The likeliest scenario is Jameis Winston comes back after looking good in seven games before tearing his ACL in November, but he’s also had conversations with Indianapolis to take over as its starter next year.
The Saints as a defense-first team is odd, but it may be the road to any success in a poor NFC South in 2022, which appears to be left with one good team.
The 49ers will have a lot of opportunities to reunite with old friends in 2022, and perhaps one of the most notable of those is former offensive coordinator and now-Miami Dolphins head coach Mike McDaniel returning to Levi’s Stadium.
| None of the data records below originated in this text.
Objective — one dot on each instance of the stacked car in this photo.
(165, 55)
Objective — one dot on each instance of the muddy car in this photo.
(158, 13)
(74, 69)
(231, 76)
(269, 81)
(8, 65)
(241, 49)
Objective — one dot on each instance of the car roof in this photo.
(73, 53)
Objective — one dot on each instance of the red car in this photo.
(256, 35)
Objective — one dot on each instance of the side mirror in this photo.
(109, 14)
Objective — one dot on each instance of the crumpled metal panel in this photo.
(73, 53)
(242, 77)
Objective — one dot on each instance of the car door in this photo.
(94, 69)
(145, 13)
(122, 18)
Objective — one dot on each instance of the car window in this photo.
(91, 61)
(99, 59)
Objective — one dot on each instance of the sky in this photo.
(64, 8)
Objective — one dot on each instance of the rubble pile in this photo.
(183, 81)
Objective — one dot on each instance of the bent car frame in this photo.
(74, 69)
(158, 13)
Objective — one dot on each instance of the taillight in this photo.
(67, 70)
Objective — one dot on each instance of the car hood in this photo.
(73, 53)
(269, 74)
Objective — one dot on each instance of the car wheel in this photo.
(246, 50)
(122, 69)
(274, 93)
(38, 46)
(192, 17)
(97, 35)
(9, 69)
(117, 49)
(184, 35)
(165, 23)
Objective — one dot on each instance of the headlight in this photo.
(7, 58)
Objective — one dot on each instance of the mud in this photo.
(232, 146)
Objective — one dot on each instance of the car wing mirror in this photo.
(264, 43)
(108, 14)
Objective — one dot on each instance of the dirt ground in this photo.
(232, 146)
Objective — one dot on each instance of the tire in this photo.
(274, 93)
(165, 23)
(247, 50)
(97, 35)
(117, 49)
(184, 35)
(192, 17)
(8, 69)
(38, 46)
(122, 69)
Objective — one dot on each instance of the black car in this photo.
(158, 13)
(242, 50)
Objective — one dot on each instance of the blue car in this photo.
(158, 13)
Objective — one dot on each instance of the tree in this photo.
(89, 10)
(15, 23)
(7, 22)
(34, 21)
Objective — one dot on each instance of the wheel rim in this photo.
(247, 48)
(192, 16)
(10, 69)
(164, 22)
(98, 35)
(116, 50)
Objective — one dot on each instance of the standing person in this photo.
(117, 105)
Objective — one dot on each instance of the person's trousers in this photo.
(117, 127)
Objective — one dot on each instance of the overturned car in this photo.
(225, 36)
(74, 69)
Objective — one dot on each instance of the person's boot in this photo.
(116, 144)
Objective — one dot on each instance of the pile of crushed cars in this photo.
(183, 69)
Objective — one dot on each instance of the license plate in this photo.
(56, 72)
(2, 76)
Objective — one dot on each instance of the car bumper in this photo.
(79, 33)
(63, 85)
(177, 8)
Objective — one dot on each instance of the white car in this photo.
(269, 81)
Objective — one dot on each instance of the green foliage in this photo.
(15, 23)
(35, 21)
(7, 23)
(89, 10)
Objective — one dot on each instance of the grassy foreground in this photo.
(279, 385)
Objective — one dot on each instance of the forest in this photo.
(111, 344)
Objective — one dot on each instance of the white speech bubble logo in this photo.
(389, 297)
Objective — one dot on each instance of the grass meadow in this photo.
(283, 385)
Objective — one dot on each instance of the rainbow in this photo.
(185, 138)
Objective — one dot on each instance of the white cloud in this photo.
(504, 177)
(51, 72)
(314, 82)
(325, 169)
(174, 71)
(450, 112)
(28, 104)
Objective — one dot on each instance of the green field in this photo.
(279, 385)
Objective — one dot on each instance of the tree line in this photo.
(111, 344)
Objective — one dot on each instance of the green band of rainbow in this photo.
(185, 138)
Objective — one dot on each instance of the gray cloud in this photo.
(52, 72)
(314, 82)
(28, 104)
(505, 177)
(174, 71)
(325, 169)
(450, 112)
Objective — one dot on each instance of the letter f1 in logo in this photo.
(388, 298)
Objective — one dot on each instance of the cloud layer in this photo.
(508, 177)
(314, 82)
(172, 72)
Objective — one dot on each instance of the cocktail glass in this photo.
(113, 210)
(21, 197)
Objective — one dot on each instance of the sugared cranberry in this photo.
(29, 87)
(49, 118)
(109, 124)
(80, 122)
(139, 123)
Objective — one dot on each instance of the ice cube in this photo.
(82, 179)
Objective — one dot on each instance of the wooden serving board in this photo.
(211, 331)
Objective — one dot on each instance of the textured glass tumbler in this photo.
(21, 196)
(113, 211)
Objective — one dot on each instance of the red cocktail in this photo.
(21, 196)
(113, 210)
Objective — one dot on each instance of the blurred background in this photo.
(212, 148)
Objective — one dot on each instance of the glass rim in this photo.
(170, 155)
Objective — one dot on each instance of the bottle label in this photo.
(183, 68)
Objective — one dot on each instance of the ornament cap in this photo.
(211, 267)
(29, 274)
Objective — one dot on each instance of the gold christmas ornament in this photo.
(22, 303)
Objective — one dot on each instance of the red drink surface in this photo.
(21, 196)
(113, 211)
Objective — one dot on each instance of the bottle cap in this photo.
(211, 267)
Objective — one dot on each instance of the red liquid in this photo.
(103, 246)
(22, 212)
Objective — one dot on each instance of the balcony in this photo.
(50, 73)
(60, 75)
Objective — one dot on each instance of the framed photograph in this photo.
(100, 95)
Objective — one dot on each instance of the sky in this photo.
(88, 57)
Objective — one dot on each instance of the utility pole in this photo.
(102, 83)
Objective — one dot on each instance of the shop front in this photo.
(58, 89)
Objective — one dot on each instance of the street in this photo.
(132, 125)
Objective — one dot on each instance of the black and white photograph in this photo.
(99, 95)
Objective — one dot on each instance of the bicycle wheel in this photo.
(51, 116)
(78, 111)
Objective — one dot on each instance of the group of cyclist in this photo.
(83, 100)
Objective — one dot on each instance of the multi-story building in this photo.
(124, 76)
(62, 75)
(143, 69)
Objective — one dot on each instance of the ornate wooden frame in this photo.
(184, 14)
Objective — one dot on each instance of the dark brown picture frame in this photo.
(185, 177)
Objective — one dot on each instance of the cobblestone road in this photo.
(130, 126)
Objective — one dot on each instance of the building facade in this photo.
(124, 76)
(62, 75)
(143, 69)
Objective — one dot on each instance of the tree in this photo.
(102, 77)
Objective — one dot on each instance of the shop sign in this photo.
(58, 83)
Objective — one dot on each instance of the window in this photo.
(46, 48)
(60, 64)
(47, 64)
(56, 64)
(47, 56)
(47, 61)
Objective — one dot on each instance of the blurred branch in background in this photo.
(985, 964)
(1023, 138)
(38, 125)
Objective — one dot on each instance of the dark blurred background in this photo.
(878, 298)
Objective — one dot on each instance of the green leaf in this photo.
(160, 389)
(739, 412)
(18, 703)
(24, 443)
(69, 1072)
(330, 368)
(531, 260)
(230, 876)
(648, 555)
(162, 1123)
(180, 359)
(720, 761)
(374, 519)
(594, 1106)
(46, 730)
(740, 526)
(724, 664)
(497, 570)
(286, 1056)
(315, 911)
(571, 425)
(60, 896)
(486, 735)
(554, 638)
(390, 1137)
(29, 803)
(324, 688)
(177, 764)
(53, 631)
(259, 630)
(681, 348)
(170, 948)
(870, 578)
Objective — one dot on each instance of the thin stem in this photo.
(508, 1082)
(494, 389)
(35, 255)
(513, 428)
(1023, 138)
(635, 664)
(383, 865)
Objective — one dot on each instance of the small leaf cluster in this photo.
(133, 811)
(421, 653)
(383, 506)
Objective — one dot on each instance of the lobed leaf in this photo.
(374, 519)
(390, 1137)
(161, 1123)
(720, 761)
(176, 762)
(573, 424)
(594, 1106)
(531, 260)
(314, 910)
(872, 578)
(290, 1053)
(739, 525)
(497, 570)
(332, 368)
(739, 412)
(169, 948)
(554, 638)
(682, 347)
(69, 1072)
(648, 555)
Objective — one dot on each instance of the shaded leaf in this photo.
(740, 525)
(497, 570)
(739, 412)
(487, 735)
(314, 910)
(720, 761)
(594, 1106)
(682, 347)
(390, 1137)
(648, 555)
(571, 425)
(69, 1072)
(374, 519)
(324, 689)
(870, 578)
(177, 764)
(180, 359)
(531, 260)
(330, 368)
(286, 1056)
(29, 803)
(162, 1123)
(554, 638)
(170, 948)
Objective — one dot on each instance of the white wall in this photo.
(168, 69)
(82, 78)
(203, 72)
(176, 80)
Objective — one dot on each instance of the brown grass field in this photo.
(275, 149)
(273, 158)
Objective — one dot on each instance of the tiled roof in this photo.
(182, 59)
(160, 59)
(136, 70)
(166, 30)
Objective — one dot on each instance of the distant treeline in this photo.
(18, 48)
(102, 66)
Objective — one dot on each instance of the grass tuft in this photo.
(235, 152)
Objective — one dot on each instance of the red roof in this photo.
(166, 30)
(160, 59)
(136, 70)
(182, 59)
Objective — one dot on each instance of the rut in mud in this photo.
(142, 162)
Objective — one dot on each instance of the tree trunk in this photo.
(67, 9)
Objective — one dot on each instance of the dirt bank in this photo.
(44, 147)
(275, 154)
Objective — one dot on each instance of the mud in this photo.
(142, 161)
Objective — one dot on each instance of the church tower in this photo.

Miami is certainly looking to build a Kyle Shanahan-inspired offense with McDaniel at the helm, no surprise given how instrumental Shanahan’s former assistant has been during his tenure in San Francisco in helping build the 49ers offense, especially in the running game.
And the Dolphins have started to make themselves into a literal facsimile of the 49ers in many ways, bringing in former Niners aplenty so far in free agency: wide receivers Trent Sherfield and River Cracraft, and running back Raheem Mostert.
Granted, outside of Mostert, these aren’t the heaviest hitters for the Niners to lose, but these signings, along with the additions of former Cardinals running back Chase Edmonds and fullback Alec Ingold certainly give off the sure signs of what McDaniel is trying to build in Miami.
Add to that what the Dolphins already had in place, particularly wide receivers Jaylen Waddle and DeVante Parker, tight end Mike Gesicki, and running backs Myles Gaskin and Salvon Ahmed, and Miami looks to be set on offense.
But then, as it always does, we come to the quarterback question.
Presumed incumbent Tua Tagovailoa hasn’t exactly set the world on fire during his tenure thus far. He’s played in 23 of 33 possible games, completing 66 percent of his passes for 4,467 yards with 27 touchdowns against 15 picks. He’s won 13 of his 21 starts, which is good news, but the question is whether all these pieces around him can help Tua to take the next step.
And, of course, whether he can play the whole 17-game slate.
If he can do both of those things, the Dolphins will be in pretty good shape. If not, they find themselves in third place in an increasingly difficult AFC East.
What a wild offseason it has been for the Cardinals already, who appear to be in a stalemate with their starting quarterback, Kyler Murray, over his contract while also having to face the fact that he’s been the face, along with head coach Kliff Kingsbury, of two straight season-ending collapses.
In 2020, they started off 5-2 before finishing the season with a 3-6 record to close out the campaign at 8-8.
2021 started off even better, with the team jumping out to a 7-0 start and getting to its Week 12 bye with a 9-2 record. The Cardinals only won two more games on the season, somehow losing the NFC West crown to the Rams and sputtered out with an awful performance at SoFi against their division opponents in the Wild Card round.
The ultimate question of who is at fault for these late-season debacles remains to be seen, but thus far the franchise appears to have a wait-and-see approach to Murray’s contract extension, meaning the 2022 season could be a make-or-break year for Murray and his head coach in what could be a bit of a down year for the NFC West.
Many of the key players are still around, including All-Pro wide receiver DeAndre Hopkins, tight end Zach Ertz, and touchdown machine/running back James Conner. Defensively, they’ll still have defensive tackle J.J. Watt, second-year linebacker Isaiah Simmons, and safety Budda Baker, but losing pass-rusher Chandler Jones will hurt.
The broken record response is pretty clear here, however: if Murray continues to improve and he and Kingsbury can figure out how to manage the end of the season without falling apart, they should be competitive in the NFC West.
If Murray and Kingsbury fail, the Cardinals may be looking for a new QB/head coach tandem to start 2023.